Ces goulets étroits qui en empêchaient la fréquentation, ces rives tourmentées des fleuves qui ralentissaient ou arrêtaient la marche des navires, se sont hérissés de canons, ont rendu dangereuses, souvent impossibles, les entreprises de l’ennemi. Au fond de refuges inaccessibles, on a pu panser les blessures des coques ou des machines en toute tranquillité ; établir des docks et des magasins qui n’avaient plus à craindre la destruction ; charger ou décharger des marchandises ; se ravitailler en munitions ou en vivres. Une transformation si absolue du littoral et des conditions mêmes de la guerre sur mer devait puissamment servir les desseins de l’Allemagne. Mais, au temps de Frédéric-Guillaume, la vapeur n’était pas connue et toutes les difficultés, inhérentes à la marine à voile, subsistaient.

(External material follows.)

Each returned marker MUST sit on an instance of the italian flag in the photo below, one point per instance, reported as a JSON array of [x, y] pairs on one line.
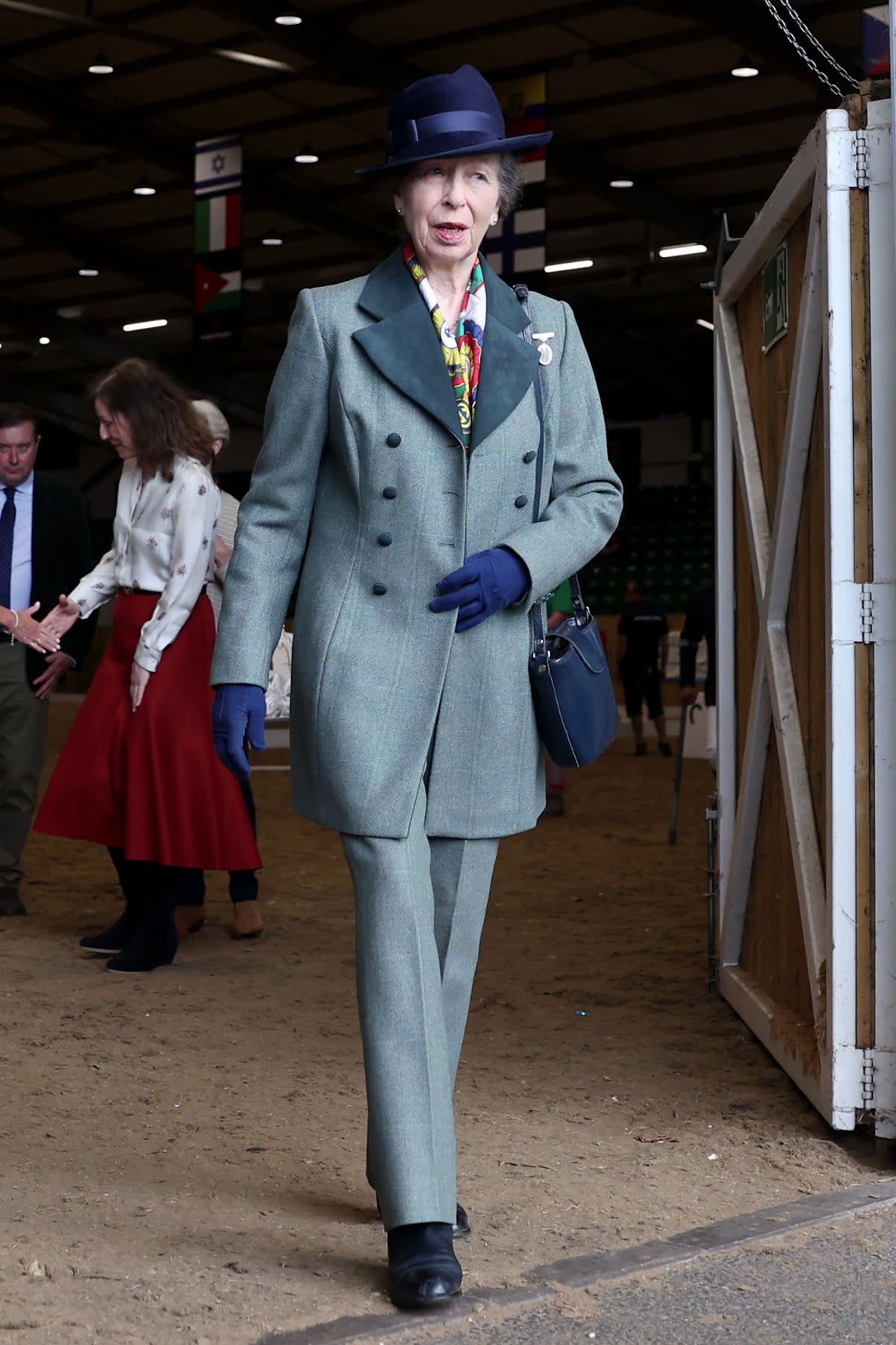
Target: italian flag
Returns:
[[218, 223]]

Plus que tout cela, ce qui embarrassait Frédéric-Guillaume, c’était, outre le manque de constructeurs de navires et même de chantiers de constructions, le dénûment absolu où il se trouvait relativement au personnel. La population des côtes, très clairsemée d’ailleurs et ignorante, ne lui fournissait pas suffisamment d’hommes pour ses équipages. Les officiers lui manquaient encore plus que les matelots. Si, par hasard, quelque gentilhomme du Brandebourg se mettait en tête de naviguer, il devait prendre du service chez les voisins et faire son éducation de marin et de combattant soit en Hollande, soit en Angleterre. Force était donc de se résoudre, pour constituer une flotte, à acheter ou à louer des vaisseaux à des armateurs ; à faire appel à des mercenaires pour les armer et les commander. C’est à ces expédiens que fut réduit Frédéric-Guillaume, et ce sont précisément ces expédiens qui, avant même sa mort, causèrent la disparition ou, pour mieux dire, l’évanouissement de la puissance navale à laquelle il avait, envers et contre tous, réussi à donner la vie.

Ce fut un armateur de Hambourg, nommé Baul, qui s’associa à l’Electeur et consentit à lui louer une escadre entière, officiers, équipages et bateaux. Les vaisseaux marchands de cette époque se transformaient facilement en vaisseaux de guerre : il suffisait de mettre des canons à bord. Un Hollandais, capitaine ou amiral, Tromp, en obtint le commandement. Plus tard, on y vit figurer un Allemand, Adler ; mais cet Allemand, qui, pendant toute sa jeunesse, avait servi à l’étranger, paraît isolé. L’escadre, que le Grand Electeur finit d’ailleurs par acheter et prendre à son compte, joua pendant la guerre un rôle honorable. On la voit, successivement, coulant une corvette suédoise à la bataille de Bornholm ; croisant devant les ports français et faisant la course dans la Manche ; livrant un combat sanglant à une escadre espagnole et s’aventurant jusque sur les côtes d’Afrique. Mais ses succès devaient être passagers et sans résultat pratique. Sa gloire s’en est allée en fumée.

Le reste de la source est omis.